3 LES PERSONNAGES-CLÉS DE LA BLOCK PARTY

3.1 Le disc-jockey (DJ)

3.1.1 Les platines disques mises au service du beat

La fête commence véritablement avec l'arrivée du DJ, sa table de mixage, ses deux platines et sa collection de disques. L'un des premiers DJs de l'histoire du mouvement hip-hop, Kool Herc, est originaire de la Jamaïque d'où il rapporte le principe des Sound System : dans cette île des Grandes Antilles, la musique circule, en effet, grâce aux « discomobiles » (voitures transformées en discothèque) qui sillonnent le pays en diffusant les derniers tubes reggae. C'est également en Jamaïque que les toasters (« baratineurs ») ont pris l'habitude de parler en rythme sur les faces B (souvent instrumentales) des 45 tours.

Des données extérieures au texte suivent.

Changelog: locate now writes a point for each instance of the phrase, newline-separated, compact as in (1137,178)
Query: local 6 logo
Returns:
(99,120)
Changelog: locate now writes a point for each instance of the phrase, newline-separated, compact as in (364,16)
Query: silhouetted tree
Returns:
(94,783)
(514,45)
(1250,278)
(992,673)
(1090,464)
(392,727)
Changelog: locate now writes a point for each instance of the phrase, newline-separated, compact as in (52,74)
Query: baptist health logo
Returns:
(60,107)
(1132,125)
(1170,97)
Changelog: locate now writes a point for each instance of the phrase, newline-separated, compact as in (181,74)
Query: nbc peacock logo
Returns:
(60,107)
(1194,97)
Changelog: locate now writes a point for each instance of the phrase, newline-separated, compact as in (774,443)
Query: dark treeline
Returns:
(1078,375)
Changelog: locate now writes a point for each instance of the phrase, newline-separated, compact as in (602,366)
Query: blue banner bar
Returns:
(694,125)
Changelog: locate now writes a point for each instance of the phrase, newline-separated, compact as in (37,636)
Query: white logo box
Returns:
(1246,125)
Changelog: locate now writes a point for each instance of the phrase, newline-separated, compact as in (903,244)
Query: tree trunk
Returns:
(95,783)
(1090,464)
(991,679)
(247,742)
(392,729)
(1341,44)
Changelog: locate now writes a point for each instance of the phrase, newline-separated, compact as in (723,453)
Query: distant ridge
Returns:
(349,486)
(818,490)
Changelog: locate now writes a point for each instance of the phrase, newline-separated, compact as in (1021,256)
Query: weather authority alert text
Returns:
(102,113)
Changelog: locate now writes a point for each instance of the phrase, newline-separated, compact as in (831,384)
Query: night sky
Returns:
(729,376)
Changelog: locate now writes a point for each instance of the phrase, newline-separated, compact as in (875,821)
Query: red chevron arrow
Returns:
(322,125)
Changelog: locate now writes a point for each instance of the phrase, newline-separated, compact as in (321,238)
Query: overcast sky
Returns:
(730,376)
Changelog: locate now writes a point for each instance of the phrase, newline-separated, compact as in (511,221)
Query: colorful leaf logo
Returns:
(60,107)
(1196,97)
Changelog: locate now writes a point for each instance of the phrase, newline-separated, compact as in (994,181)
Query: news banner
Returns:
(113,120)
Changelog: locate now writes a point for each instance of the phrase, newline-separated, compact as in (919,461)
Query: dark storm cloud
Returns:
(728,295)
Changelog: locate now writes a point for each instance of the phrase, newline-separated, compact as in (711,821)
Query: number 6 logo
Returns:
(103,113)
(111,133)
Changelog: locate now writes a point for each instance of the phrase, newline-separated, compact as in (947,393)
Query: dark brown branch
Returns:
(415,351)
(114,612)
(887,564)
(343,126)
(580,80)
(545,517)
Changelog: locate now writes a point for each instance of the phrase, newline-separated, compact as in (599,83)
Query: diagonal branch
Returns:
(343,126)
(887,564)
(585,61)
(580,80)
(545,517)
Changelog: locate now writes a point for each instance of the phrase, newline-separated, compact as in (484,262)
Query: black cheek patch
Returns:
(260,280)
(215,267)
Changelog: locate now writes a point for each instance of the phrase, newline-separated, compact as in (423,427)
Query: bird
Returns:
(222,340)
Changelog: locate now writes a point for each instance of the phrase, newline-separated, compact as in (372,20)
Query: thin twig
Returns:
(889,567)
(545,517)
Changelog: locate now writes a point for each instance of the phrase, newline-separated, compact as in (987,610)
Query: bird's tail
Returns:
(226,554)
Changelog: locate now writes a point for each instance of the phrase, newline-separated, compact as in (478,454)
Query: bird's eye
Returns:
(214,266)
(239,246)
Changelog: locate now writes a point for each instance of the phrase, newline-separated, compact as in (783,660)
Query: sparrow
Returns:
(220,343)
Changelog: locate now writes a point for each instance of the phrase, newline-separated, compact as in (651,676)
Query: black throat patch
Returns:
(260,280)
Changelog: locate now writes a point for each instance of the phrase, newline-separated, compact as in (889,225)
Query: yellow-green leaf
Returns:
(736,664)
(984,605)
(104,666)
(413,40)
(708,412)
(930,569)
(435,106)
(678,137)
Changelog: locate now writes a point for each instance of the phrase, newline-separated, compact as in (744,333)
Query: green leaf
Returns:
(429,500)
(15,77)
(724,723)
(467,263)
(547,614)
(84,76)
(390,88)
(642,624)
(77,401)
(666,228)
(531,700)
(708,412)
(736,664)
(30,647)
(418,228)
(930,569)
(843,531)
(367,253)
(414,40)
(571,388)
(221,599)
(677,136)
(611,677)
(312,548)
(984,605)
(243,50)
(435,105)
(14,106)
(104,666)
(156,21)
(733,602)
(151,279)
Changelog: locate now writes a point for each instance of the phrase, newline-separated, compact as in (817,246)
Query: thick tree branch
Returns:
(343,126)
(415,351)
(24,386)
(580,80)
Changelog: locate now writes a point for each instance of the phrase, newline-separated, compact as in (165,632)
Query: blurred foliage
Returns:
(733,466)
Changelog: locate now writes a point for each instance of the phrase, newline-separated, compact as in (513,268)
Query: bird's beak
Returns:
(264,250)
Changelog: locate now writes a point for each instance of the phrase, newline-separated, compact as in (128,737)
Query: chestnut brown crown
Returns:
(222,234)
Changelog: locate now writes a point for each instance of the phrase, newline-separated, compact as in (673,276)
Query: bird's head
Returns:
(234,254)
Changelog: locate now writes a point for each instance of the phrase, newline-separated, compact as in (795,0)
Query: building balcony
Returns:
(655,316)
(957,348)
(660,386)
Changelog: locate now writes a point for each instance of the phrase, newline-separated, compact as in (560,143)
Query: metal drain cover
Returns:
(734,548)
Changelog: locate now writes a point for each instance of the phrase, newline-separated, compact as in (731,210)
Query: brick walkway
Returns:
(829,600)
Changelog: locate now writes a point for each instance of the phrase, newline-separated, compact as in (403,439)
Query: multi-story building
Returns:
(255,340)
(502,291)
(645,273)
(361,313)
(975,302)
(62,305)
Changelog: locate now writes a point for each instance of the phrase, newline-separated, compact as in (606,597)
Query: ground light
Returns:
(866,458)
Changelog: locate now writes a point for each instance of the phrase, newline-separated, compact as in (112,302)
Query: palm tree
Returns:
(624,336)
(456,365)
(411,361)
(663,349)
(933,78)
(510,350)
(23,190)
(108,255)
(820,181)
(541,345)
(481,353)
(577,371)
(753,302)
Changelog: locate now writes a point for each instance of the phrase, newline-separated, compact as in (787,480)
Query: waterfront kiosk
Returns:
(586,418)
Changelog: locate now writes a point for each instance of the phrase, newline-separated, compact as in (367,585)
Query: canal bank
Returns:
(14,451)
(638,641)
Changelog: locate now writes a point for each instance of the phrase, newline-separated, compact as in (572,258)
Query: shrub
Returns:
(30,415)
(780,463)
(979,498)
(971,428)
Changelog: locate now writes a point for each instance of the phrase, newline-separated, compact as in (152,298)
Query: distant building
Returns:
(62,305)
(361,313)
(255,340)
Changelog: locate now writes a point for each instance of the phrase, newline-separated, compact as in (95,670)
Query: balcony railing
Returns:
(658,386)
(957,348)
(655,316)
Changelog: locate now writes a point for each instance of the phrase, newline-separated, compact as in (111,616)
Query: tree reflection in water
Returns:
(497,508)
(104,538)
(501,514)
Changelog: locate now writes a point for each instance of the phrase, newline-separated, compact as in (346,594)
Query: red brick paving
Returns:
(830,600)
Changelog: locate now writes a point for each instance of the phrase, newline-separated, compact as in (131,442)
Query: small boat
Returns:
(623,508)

DJ Kool Herc innove en jouant en boucle d'une platine à l'autre les breaks contenus dans ses disques (qui relèvent du disco, du funk, de la soul et de la musique latino), autrement dit les passages où la musique cesse pour laisser entendre le tempo (ou beat) seul.

3.1.2 Le scratch et autres techniques du DJ

Très rapidement, les DJs mettent au point de nouveaux sons liés à l'emploi des platines et de la console de mixage. GrandMaster Flash est considéré comme l'inventeur du scratch (ou scratching), qui consiste à faire tourner le plateau de la platine à la main, d'avant en arrière, la pointe de lecture toujours posée sur le disque. Le crissement obtenu, parfois avec une virtuosité confondante, est une base rythmique essentielle du rap. Procédé de composition en temps réel, le scratch permet, en outre, d'isoler une courte séquence musicale — un accord de piano ou un riff de cuivre par exemple — et d'accompagner le rythme donné par la première platine.

Le passe-passe, autre figure musicale caractéristique du rap, consiste à passer d'un disque à un autre par un fondu enchaîné, sans heurt rythmique ni « accroc » mélodique, au moyen d'une mixette (petite table de mixage).

3.2 Le maître de cérémonie (MC) et les racines du rap

Le DJ officie en compagnie d'un complice, le MC, qui, au micro, promeut en rythme et en rimes les talents du DJ et de sa programmation musicale.

Le mot « rap » est courant dans l'argot des Noirs américains ; s'il est présent dans des expressions anglo-américaines telles que Dont' Give Me This Rap (« arrête de me baratiner »), les racines du rap plongent toutefois dans la tradition orale de l'art des griots d'Afrique occidentale, qui insuffle au rap la notion d'improvisation — essentielle au jazz, autre influence décisive du hip-hop —, la forme du Call-and-Response (structure d'appel et de réponse), les blues parlés et les longues complaintes rimées des prisonniers noirs.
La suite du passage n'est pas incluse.